The Adelaide Law School has taken a step forward in raising awareness among students in all year levels about the importance of mental, physical and nutritional health, and counselling, disability and equity services available to them within and outside the University of Adelaide.
The Health and Wellbeing Program, Lex Salus (Latin for ‘law and wellbeing’), was founded in 2013 by the Law School’s student advisor, Ms Corinne Walding, and lecturers Ms Kellie Toole and Mr Mark Giancaspro and continues to grow.
The School is pleased to announce that The Honourable Chris Kourakis, Chief Justice of South Australia, has agreed to be the Patron of Lex Salus for three years.
“Law students and legal practitioners deal with significant stressors throughout their academic and professional lives because they work at exceptionally high standards often at times when their clients are very distressed,” Chief Justice Kourakis said.
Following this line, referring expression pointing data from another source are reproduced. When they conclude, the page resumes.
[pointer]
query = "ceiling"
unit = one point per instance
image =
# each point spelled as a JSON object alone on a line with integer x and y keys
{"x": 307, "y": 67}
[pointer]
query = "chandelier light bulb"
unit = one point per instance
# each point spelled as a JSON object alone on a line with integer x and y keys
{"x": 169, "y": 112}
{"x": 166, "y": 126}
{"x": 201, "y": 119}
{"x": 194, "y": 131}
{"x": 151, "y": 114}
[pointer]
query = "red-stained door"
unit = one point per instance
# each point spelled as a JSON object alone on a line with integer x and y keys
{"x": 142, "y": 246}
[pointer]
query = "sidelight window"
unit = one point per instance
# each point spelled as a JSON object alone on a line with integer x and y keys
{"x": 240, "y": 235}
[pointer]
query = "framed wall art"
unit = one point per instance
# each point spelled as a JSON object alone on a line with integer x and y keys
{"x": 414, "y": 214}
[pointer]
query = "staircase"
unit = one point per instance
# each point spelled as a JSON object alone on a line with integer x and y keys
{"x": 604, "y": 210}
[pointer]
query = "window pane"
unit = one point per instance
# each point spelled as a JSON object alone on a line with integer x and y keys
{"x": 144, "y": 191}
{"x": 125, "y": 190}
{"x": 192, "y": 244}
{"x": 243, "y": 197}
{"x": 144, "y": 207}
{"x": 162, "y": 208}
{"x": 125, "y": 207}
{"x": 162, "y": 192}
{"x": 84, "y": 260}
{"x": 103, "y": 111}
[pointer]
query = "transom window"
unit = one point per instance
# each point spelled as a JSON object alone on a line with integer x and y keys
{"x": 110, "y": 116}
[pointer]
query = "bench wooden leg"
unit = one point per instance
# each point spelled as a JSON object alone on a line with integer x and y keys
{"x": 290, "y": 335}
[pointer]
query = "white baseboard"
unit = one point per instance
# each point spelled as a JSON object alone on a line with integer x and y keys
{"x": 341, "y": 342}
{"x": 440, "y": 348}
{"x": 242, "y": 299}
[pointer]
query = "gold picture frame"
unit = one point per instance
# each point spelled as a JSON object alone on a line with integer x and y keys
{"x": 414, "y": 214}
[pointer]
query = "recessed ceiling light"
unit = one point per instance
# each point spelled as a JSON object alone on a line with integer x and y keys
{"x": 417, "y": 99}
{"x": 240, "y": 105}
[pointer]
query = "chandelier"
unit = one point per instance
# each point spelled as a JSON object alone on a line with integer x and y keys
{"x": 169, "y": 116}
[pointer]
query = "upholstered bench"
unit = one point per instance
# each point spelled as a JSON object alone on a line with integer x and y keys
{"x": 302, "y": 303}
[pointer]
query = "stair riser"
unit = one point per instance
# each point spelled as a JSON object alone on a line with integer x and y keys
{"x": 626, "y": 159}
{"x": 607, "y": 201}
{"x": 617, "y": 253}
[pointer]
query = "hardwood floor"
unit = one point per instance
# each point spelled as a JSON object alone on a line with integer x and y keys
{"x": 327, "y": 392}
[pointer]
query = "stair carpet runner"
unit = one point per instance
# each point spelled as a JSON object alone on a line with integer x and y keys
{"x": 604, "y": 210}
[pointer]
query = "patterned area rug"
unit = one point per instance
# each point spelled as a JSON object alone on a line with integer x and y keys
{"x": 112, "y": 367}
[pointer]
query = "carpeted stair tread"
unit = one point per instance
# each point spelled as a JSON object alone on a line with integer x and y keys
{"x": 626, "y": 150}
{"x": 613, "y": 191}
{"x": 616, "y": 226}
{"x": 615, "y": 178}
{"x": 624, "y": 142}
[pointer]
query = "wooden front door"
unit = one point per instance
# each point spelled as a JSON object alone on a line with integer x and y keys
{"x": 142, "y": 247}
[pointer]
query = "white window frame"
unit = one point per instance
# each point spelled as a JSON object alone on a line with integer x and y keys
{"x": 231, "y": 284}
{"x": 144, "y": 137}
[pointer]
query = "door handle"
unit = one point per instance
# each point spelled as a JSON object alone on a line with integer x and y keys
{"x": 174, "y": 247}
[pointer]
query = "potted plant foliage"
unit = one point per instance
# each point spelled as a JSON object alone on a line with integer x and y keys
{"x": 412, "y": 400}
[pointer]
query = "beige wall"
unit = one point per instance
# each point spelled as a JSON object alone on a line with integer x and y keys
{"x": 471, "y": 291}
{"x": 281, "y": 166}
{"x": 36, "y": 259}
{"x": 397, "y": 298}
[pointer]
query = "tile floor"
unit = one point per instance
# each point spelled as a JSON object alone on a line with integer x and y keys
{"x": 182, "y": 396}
“The key to staying well and productive is to nurture a healthy psyche; by developing sustainable work habits, keeping fit, eating well, spending time physically and emotionally with family and friends – especially those who are not also lawyers – and engaging in play and other forms of literary, musical or artistic appreciation or expression,” the Chief Justice said.
“I commend Adelaide University for establishing the Salus Program. I encourage you to participate in it.”
Professor John Williams, Dean of the Adelaide Law School said the school was “immensely grateful to the Chief Justice for agreeing to be the Patron. I am proud of the exceptional work of colleagues in the Law School who are addressing with students the often hidden and isolating issues of health and wellbeing,” Professor Williams said.
The Lex Salus team is undertaking a large research project investigating effects on mental health of law school students and graduates arising from clerkship/practice experience. A collaborative study with UK-based Portsmouth University is planned.